Disaster. The word sends chills down the spine, but what exactly is it? Disasters come in all shapes and sizes but I would suggest that for most DBAs a succinct definition is "the loss of infrastructure or data that disables an IT system".
Because of Murphy's Law, it is impossible to plan for every possible system disaster you could encounter as a DBA. For example, I have never written a recovery plan that would be used in the event of a zombie attack on the data center. The odds are long, but yet, someday it could happen! (They say in the Multiverse, it already has!!). Because we cannot plan for all possible outcomes, recovery plans must be first and foremost: flexible.
During some recent business continuity exercises, I developed some level of acumen around developing technical recovery plans. While I can't provide all the answers for you, below is a list of key concepts that should probably be addressed in any recovery plan worth its salt. You may even be able to survive the zombie plague if you play your cards right.
The first thing to determine is the scope of the recovery plan. Are you writing one plan per application and involving the application's support team (expensive, but accurate) or are you writing a general plan for the loss of a SQL Instance or server (cheaper, but does not contain all the information needed to recover individual applications). I always err on the side of caution and would make the personal recommendation that you scope your recovery plan to 1 application per plan and generate several plans.
Define Acceptable Data Loss
One of the primary concerns of database administrators is recovering databases from backup.
You need to confirm with the business exactly how much data loss is acceptable. Come to an agreement and have every stakeholder sign off on the terms. To successfully recovery, you need to ensure that your database recovery model supports the terms and that you are doing whatever it takes to meet those terms 100% of the time. This might include adding monitoring for backups and monitoring that backups have gone to tape (if you backup to disk first). It might also include monitoring that log backups are happening every X minutes. The simplest way to think about it is to find out what the business needs, then do whatever it takes to guarantee you will meet or exceeded their needs.

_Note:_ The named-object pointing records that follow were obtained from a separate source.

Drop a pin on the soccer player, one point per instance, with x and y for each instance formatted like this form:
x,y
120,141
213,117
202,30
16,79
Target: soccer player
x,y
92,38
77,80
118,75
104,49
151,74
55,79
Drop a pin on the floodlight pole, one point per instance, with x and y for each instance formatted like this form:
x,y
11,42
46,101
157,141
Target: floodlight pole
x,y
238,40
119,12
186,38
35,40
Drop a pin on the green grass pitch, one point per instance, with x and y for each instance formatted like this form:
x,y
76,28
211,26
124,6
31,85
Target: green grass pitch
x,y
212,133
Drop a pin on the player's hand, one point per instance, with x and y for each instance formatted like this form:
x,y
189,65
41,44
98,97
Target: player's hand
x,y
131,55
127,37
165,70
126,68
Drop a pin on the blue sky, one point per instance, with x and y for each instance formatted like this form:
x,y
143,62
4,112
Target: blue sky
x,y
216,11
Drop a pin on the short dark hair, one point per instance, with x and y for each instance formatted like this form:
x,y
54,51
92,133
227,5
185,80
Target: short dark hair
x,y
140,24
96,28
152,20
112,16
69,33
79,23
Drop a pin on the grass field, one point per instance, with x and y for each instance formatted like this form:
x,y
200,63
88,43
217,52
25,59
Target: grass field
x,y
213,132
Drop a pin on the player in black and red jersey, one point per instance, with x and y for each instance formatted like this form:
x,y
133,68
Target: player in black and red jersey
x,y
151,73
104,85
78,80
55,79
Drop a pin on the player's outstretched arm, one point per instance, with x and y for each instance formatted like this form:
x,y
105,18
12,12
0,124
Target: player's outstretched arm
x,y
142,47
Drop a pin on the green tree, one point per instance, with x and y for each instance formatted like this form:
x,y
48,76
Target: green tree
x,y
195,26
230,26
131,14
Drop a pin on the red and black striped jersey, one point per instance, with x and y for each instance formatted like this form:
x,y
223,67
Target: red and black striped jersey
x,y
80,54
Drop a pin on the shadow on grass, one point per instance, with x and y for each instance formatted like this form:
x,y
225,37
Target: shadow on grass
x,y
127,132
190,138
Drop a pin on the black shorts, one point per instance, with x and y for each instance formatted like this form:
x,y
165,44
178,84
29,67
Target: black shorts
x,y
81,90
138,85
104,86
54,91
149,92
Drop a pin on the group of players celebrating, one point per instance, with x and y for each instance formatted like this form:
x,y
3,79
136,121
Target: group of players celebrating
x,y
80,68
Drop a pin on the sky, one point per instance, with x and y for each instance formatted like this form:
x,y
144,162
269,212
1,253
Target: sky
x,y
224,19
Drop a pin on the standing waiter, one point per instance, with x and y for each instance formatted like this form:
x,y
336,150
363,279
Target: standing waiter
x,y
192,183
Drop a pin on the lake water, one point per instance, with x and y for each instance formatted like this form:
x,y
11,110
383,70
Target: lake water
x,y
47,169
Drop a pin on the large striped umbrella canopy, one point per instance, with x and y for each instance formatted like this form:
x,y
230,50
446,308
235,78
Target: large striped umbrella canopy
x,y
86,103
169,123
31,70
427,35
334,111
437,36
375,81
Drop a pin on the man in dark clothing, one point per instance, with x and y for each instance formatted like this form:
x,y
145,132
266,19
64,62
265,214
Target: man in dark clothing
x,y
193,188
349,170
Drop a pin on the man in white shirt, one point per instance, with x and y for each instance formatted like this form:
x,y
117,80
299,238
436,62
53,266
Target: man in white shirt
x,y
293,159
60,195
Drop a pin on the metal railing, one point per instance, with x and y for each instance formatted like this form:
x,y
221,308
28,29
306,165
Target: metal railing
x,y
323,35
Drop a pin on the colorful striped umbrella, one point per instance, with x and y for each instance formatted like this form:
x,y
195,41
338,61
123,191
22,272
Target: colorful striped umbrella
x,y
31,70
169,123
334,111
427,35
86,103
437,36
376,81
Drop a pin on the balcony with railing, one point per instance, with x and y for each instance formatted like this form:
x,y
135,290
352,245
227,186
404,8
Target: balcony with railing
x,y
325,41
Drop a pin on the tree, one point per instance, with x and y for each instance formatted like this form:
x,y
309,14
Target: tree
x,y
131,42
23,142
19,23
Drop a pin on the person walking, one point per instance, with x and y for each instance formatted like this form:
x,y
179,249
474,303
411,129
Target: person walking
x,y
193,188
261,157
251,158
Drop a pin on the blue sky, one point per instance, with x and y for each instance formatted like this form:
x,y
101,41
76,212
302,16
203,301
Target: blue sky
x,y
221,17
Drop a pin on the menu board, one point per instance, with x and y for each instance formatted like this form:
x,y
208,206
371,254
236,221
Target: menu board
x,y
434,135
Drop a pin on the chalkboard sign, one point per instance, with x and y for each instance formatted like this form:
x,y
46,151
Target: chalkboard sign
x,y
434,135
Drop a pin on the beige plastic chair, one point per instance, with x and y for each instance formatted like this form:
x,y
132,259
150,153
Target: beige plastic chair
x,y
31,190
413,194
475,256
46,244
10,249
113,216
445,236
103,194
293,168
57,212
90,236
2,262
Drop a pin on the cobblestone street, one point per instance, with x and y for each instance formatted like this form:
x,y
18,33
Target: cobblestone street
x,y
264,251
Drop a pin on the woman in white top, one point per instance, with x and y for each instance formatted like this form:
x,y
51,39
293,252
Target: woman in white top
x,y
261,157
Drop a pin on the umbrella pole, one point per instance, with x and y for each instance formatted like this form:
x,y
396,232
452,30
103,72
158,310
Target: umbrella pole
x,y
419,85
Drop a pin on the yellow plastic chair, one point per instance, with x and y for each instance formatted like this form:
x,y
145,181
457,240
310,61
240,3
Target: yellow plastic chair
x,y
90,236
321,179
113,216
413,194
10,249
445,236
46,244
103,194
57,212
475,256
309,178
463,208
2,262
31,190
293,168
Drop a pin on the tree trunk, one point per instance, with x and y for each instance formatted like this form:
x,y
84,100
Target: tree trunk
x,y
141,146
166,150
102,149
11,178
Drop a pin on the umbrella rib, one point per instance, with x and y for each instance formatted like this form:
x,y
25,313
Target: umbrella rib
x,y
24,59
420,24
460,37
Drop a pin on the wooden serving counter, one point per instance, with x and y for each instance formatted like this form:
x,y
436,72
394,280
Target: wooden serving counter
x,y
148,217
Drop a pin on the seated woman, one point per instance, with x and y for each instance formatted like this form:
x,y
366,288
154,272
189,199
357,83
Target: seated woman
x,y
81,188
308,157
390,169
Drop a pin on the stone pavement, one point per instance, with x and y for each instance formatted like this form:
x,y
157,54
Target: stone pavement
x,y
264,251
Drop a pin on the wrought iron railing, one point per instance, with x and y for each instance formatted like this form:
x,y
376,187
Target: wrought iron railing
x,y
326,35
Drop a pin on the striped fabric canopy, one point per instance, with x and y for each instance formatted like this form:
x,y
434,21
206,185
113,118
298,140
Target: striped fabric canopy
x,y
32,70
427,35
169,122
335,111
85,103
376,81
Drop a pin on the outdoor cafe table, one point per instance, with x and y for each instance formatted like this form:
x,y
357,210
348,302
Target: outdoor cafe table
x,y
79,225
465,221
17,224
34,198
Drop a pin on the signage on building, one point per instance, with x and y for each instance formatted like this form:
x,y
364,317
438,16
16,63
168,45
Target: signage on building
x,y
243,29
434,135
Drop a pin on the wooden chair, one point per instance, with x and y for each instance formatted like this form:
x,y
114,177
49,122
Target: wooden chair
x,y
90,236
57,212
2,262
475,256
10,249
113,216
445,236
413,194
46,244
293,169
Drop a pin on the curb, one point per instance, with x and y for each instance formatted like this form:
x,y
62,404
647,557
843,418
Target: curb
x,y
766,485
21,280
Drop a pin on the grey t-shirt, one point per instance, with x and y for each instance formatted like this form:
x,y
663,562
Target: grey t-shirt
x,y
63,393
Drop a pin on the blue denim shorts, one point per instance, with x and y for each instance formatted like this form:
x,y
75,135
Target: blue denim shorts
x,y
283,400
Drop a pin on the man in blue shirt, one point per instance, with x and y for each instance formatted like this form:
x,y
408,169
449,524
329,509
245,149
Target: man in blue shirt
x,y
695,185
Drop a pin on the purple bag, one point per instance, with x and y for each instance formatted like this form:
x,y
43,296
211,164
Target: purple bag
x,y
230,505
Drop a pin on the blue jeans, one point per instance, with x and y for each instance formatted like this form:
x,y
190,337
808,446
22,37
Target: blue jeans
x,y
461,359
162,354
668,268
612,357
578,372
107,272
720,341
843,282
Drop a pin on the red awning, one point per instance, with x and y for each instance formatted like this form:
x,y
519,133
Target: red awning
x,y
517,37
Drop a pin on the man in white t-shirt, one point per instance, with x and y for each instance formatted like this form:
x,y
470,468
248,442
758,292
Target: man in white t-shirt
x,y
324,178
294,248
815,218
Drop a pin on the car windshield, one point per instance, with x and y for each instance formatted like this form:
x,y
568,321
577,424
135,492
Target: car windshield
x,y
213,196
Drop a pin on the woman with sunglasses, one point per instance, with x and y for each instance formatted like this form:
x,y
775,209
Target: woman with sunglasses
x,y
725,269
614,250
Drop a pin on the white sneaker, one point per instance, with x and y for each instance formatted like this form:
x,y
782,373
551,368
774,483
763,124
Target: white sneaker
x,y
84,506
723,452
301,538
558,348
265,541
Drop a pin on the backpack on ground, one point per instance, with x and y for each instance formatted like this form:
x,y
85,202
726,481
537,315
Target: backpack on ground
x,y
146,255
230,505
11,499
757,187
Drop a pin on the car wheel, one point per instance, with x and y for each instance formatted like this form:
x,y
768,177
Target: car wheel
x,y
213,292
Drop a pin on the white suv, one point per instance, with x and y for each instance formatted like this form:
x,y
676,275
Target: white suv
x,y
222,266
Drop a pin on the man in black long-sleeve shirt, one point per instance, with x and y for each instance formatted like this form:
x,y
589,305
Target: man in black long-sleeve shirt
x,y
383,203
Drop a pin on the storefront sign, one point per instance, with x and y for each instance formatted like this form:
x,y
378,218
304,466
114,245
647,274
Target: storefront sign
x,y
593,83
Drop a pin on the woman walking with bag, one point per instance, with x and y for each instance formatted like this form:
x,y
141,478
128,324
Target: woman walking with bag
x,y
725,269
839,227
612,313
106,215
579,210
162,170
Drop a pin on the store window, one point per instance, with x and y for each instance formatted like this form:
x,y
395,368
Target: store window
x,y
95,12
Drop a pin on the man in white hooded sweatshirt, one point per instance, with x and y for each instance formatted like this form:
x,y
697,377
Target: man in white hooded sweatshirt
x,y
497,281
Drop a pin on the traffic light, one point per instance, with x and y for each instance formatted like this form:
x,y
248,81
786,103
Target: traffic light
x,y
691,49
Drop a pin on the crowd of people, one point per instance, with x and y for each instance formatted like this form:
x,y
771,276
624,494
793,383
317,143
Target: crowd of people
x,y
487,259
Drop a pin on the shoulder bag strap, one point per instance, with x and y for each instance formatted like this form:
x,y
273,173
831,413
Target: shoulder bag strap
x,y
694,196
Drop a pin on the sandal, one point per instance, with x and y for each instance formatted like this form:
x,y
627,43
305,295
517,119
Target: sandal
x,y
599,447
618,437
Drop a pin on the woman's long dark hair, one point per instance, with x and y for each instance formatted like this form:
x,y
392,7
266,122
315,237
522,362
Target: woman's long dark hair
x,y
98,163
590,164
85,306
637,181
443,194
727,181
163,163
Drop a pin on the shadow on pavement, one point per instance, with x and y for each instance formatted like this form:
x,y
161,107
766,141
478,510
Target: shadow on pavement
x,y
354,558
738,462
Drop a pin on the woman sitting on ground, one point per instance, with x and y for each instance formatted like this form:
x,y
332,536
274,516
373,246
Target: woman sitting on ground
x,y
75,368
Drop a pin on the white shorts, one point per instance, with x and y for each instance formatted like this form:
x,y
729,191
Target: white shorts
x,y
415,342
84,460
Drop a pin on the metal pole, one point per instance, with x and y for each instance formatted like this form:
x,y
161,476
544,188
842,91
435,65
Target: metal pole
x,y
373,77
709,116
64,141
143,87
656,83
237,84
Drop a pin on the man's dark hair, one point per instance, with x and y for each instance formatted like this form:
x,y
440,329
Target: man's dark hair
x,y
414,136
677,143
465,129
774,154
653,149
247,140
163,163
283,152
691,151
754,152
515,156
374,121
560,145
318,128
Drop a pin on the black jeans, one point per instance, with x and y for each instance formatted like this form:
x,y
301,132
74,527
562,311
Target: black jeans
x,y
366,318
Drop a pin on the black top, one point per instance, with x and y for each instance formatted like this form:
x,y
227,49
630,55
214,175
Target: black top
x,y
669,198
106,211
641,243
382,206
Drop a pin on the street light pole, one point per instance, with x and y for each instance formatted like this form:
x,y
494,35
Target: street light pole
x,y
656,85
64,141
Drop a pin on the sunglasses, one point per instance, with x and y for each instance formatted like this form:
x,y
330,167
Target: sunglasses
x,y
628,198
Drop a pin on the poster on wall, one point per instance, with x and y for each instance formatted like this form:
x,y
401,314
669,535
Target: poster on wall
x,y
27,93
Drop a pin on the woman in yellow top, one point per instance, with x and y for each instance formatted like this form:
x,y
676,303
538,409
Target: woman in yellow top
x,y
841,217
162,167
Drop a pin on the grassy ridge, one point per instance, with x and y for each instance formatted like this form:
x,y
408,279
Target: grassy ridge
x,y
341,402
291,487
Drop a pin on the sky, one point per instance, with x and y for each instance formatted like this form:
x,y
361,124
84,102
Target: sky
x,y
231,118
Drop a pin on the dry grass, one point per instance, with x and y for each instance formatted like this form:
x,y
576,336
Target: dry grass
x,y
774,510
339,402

Define Acceptable Loss of Availability
This task is very similar to defining acceptable data loss. You need to determine how long an application can be down so that you can build the infrastructure and monitoring to support those requirements. This will probably already be in place, but document the details in your recovery plan and have the business stakeholders sign off on it. The Internet is teeming with articles on designing high availability solutions for SQL Server, but you must still ensure that whatever route you take can (and will) be tested periodically to make sure it really works.
Define the Recovery Plan's Granularity
You'll need to decide on how detailed your recovery plan will be. You can simply state in a single step that "the DBA will recovery the database", or you can go into greater detail such as listing all the SQL Commands needed to do the restore, where the backup files are located, how to pull them off tape, etc. My personal advice would be to list the simple step, and then create an appendix to the document that lists more detailed steps. I usually stop short of screenshots, but that's my own personal threshold.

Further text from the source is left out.